Berglund Anders, Head Richard D, Welsh Eric A, Marshall Garland R
Center for Computational Biology, Washington University Medical School, St. Louis, Missouri 63110, USA.
Proteins. 2004 Feb 1;54(2):289-302. doi: 10.1002/prot.10523.
A low-resolution scoring function for the selection of native and near-native structures from a set of predicted structures for a given protein sequence has been developed. The scoring function, ProVal (Protein Validate), used several variables that describe an aspect of protein structure for which the proximity to the native structure can be assessed quantitatively. Among the parameters included are a packing estimate, surface areas, and the contact order. A partial least squares for latent variables (PLS) model was built for each candidate set of the 28 decoy sets of structures generated for 22 different proteins using the described parameters as independent variables. The C(alpha) RMS of the candidate structures versus the experimental structure was used as the dependent variable. The final generalized scoring function was an average of all models derived, ensuring that the function was not optimized for specific fold classes or method of structure generation of the candidate folds. The results show that the crystal structure was scored best in 64% of the 28 test sets and was clearly separated from the decoys in many examples. In all the other cases in which the crystal structure did not rank first, it ranked within the top 10%. Thus, although ProVal could not distinguish between predicted structures that were similar overall in fold quality due to its inherently low resolution, it can clearly be used as a primary filter to eliminate approximately 90% of fold candidates generated by current prediction methods from all-atom modeling and further evaluation. The correlation between the predicted and actual C(alpha) RMS values varies considerably between the candidate fold sets.
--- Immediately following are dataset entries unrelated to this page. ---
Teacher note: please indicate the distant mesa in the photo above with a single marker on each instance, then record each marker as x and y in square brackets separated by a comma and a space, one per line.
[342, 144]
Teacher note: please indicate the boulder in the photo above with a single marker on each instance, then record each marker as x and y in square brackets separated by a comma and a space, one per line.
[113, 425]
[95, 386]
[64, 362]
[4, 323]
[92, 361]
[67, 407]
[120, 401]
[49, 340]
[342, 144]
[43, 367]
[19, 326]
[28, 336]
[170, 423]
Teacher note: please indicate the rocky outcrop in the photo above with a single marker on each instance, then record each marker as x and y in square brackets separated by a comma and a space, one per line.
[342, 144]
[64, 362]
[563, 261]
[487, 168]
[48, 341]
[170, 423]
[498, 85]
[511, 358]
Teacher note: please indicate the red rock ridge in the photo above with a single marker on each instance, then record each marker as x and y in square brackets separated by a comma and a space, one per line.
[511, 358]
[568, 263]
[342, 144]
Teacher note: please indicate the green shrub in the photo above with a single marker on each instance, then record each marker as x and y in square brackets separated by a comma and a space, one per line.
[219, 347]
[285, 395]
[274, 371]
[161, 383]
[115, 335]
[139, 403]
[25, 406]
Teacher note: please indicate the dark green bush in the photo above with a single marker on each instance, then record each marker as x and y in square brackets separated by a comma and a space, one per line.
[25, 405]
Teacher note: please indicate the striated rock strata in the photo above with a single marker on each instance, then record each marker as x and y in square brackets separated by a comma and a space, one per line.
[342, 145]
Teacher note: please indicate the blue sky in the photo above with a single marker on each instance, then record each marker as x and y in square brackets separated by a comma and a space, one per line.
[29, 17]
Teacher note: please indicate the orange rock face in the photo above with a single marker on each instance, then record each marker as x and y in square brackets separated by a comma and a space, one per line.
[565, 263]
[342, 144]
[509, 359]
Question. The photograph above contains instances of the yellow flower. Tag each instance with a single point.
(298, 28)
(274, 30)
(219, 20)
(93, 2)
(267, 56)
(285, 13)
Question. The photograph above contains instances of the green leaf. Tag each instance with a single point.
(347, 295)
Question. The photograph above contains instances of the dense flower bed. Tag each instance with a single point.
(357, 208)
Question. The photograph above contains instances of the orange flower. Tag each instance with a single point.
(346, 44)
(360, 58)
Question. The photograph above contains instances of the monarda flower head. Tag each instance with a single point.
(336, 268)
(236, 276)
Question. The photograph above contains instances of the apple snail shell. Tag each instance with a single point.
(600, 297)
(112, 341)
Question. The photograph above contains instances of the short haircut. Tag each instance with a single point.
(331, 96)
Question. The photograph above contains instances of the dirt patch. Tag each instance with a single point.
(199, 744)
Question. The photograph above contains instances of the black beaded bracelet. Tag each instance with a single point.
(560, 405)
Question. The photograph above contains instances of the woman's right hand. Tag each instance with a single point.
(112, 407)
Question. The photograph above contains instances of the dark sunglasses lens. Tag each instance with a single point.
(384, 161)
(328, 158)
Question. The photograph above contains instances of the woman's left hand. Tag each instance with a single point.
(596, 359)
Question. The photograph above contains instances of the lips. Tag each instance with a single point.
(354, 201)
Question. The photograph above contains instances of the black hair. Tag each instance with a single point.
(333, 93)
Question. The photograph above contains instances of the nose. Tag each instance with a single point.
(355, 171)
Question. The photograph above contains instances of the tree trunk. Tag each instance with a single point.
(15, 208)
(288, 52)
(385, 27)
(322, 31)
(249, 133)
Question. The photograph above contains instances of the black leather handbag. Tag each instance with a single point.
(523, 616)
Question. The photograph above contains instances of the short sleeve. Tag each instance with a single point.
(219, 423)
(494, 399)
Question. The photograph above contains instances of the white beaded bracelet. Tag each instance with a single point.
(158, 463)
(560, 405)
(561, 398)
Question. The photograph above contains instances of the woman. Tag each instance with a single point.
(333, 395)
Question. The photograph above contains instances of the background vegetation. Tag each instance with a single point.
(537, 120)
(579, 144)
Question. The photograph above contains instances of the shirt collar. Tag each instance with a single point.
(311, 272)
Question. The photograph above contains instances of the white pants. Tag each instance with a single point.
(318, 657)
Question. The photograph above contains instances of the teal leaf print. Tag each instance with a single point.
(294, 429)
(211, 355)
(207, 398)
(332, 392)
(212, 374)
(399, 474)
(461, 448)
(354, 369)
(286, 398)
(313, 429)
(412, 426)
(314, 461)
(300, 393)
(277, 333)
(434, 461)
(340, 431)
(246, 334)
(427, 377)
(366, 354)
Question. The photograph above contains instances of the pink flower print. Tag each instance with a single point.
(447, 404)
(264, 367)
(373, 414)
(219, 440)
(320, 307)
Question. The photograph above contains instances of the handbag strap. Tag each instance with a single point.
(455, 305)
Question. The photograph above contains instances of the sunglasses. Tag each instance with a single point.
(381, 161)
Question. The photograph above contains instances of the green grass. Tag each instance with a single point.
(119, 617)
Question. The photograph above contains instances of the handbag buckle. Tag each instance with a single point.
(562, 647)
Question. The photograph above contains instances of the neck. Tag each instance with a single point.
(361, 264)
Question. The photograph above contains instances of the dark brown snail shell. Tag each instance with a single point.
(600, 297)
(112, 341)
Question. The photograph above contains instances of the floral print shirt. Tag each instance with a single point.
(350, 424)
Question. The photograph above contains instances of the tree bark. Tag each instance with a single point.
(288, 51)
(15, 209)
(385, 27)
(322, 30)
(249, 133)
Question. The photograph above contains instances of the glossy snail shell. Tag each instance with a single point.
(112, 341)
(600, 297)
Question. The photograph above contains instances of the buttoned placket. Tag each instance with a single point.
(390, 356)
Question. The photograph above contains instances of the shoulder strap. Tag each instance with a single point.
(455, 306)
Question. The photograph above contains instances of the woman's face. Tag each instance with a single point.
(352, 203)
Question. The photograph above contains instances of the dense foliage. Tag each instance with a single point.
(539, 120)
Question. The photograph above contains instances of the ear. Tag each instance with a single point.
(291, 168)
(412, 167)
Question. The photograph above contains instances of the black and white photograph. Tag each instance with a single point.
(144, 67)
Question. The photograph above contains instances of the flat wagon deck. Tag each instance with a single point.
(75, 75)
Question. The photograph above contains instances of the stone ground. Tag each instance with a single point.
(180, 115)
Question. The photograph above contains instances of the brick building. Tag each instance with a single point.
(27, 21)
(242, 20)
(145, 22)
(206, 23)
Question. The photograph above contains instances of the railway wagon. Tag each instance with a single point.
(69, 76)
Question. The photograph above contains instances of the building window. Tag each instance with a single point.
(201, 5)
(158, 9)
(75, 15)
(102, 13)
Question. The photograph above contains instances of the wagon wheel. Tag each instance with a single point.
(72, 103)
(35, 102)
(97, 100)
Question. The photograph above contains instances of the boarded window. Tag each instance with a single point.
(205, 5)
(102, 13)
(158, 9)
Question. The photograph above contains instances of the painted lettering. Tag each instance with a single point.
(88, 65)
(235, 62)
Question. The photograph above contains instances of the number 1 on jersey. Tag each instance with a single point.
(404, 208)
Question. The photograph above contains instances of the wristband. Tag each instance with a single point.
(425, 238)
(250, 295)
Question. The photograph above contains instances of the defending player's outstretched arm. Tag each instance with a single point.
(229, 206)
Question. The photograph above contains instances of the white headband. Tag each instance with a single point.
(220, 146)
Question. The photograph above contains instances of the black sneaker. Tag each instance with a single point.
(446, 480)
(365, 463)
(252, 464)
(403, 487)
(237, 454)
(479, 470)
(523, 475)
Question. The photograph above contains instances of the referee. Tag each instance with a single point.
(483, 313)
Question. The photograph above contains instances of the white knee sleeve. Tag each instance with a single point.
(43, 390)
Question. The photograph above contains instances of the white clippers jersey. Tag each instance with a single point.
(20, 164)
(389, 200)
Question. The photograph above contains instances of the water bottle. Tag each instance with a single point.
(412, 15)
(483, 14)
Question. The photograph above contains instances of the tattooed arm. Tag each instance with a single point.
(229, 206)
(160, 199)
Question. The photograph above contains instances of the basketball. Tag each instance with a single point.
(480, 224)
已开发出一种低分辨率评分函数,用于从给定蛋白质序列的一组预测结构中选择天然结构和近天然结构。该评分函数ProVal(蛋白质验证)使用了几个描述蛋白质结构方面的变量,通过这些变量可以定量评估与天然结构的接近程度。其中包括堆积估计、表面积和接触序等参数。使用上述参数作为自变量,为针对22种不同蛋白质生成的28个诱饵结构集的每个候选集建立了偏最小二乘潜变量(PLS)模型。将候选结构相对于实验结构的Cα均方根偏差用作因变量。最终的广义评分函数是所有导出模型的平均值,确保该函数不是针对特定折叠类或候选折叠的结构生成方法进行优化的。结果表明,在28个测试集中,有64%的测试集对晶体结构的评分最高,并且在许多实例中,晶体结构与诱饵结构明显区分开来。在所有其他晶体结构未排名第一的情况下,它也排在前10%以内。因此,尽管由于其固有的低分辨率,ProVal无法区分整体折叠质量相似的预测结构,但它显然可以用作主要过滤器,从全原子建模中消除当前预测方法生成的约90%的折叠候选物,以便进一步评估。候选折叠集之间预测的和实际的Cα均方根偏差值之间的相关性差异很大。